Questions regarding the experimental data of the paper

Could you explain how you concluded that the difference between the similarity score of AI-generated images with text and that of real images with text would increase when mixing AI-generated and real images for retrieval? I have obtained consistent results when calculating the similarity between AI-generated images and text, and between real images and text separately, compared to when mixing AI-generated and real images for the calculation.

Please refer to our paper, we said "as the mixing ratio of AI-generated images in training data increases", rather than just mixing.

Please refer to our paper, we said "as the mixing ratio of AI-generated images in training data increases", rather than just mixing.

Thank you for your response! In Section 2.2.1, the statement "considering the excellent zero-shot text-image retrieval performance of the three models, we use these models directly for retrieval in zero-shot setting"—can I understand this as meaning that you directly used the pre-trained large models to perform retrieval on datasets containing only generated images and only real images, without any training or fine-tuning? In Table 2, we can see that the N@ for generated and real images are actually close (taking FLAVA as an example). In Section 3.2, you mentioned, "For the models that have been pre-trained on massive real text-image pairs and show excellent zero-shot performance in text-image retrieval, we directly use these pre-trained models to perform retrieval on the test datasets." Does this refer to using FLAVA for retrieval on a mixed dataset of AI-generated images and real images as the retrieval corpus? It seems that these mixed images were not used as training samples, correct?

I noticed that in Table 4, when performing retrieval on the mixed dataset of real and AI-generated images, the N@ gap between the generated and real images becomes quite large, which is different from the results seen when performing retrieval on them separately in Table 2. This brings me to a question: how was this mixed N@ obtained? When I used your code to perform retrieval on real and generated images separately/mixed, I found that their similarities (the dot product of text and image encodings) were the same. In your code, are the ndcg@1 and ndcg_g@1 metrics referring to the results in Table 2 or Table 4?

I’m looking forward to your response, as it’s very important to me. Thank you!

Please refer to our paper, we said "as the mixing ratio of AI-generated images in training data increases", rather than just mixing.

Thank you for your response! In Section 2.2.1, the statement "considering the excellent zero-shot text-image retrieval performance of the three models, we use these models directly for retrieval in zero-shot setting"—can I understand this as meaning that you directly used the pre-trained large models to perform retrieval on datasets containing only generated images and only real images, without any training or fine-tuning? In Table 2, we can see that the N@ for generated and real images are actually close (taking FLAVA as an example). In Section 3.2, you mentioned, "For the models that have been pre-trained on massive real text-image pairs and show excellent zero-shot performance in text-image retrieval, we directly use these pre-trained models to perform retrieval on the test datasets." Does this refer to using FLAVA for retrieval on a mixed dataset of AI-generated images and real images as the retrieval corpus? It seems that these mixed images were not used as training samples, correct?
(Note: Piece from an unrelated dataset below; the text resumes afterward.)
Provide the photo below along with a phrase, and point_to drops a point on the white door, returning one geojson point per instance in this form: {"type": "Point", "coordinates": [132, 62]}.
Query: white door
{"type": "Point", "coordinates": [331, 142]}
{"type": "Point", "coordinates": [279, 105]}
I noticed that in Table 4, when performing retrieval on the mixed dataset of real and AI-generated images, the N@ gap between the generated and real images becomes quite large, which is different from the results seen when performing retrieval on them separately in Table 2. This brings me to a question: how was this mixed N@ obtained? When I used your code to perform retrieval on real and generated images separately/mixed, I found that their similarities (the dot product of text and image encodings) were the same. In your code, are the ndcg@1 and ndcg_g@1 metrics referring to the results in Table 2 or Table 4?

I’m looking forward to your response, as it’s very important to me. Thank you!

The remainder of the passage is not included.